Salihah is an accomplished high school senior attending Herndon High School. She is a member of the National Honor Society and an active member of the Herndon High School Step Team. She participates in numerous community service activities including food drives for the needy in the area as well as tutoring. The touching essay she submitted connected life lessons she has learned from her mentally handicapped cousin and how her cousin in many ways, reflects the characteristics of great women in Islamic history including Aisha, Fatimah and Zainab bint Jash.

Saman Hussain, a Fairfax resident, currently attends the University of Virginia and will graduate with a double major in foreign affairs and religious studies. Saman, along with an impressive GPA, has maintained an equally impressive extracurricular life.
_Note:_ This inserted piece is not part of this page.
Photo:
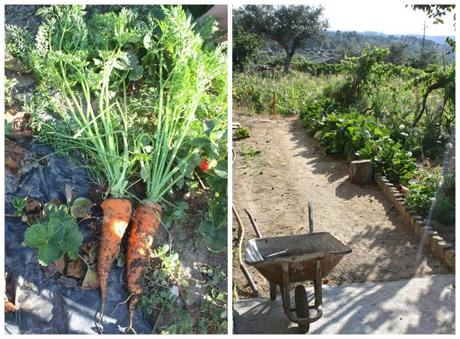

She is an active member in the MSA, Students Educating and Empowering for Diversity (SEED), Pakistan Students League and the Women’s Leadership Development Program. Representing UVA, she participated in the Women as Global Leaders conference last spring in UAE where women from eighty-seven countries addressed issues to promote women’s rights on a global scale. She has interned with the Justice Policy Institute and the Foreign Service Institute (US Dept. of State). In her essay submission, she associates Hajar’s search for zam zam with her own, often hectic-paced search for herself and for her own zam zam — for life. She discusses the virtues and ideals rooted in Hajar’s personality and how she strives to emulate these qualities in her own life.

We congratulate both young women and wish them continued success in the future.

Click here for their essays.

Tuesday, May 08, 2007

Sponsored Sister

As a part of S.I.S.T.E.R.S efforts to support Women and Women's Organizations, last December S.I.S.T.E.R.S hosted a tea party in honor of Women for Women International. S.I.S.T.E.R.S also chose to sponsor a young woman through WWI's sponsorship program. Details of that young woman's life (as provided by WWI) follow:

Country: Kosovo
DOB: 1983
Married with 3 children

The situation of the Kosovar women we sponsor through Women for Women International is very difficult. Poor economic conditions, high unemployment (nearly 60% in 2004) lack of education, and years of displacement, war and trauma of forced displacement--along with rape and torture--under Serbian ethnic cleansing campaign during the war. After the war, many women became heads of the households, a family structure previously uncommon to them. Despite this new role, the illiteracy rate among women is increasing and employment among women is only at 30 percent overall, with a 21 percent employment rate in rural areas. Limited opportunities and dire economic situation prompt many women to seek jobs internationally, making them prey to the international sex trade, which thrives in the Balkans.

The Sponsorship Program has changed the lives of more than 55,000 women, giving them the tools to move from victims of war to survivors to active citizens engaged in the rebuilding of their country. WWI currently has more than 19,000 sponsors from 54 countries and 22,500 participants in participating in our programs worldwide.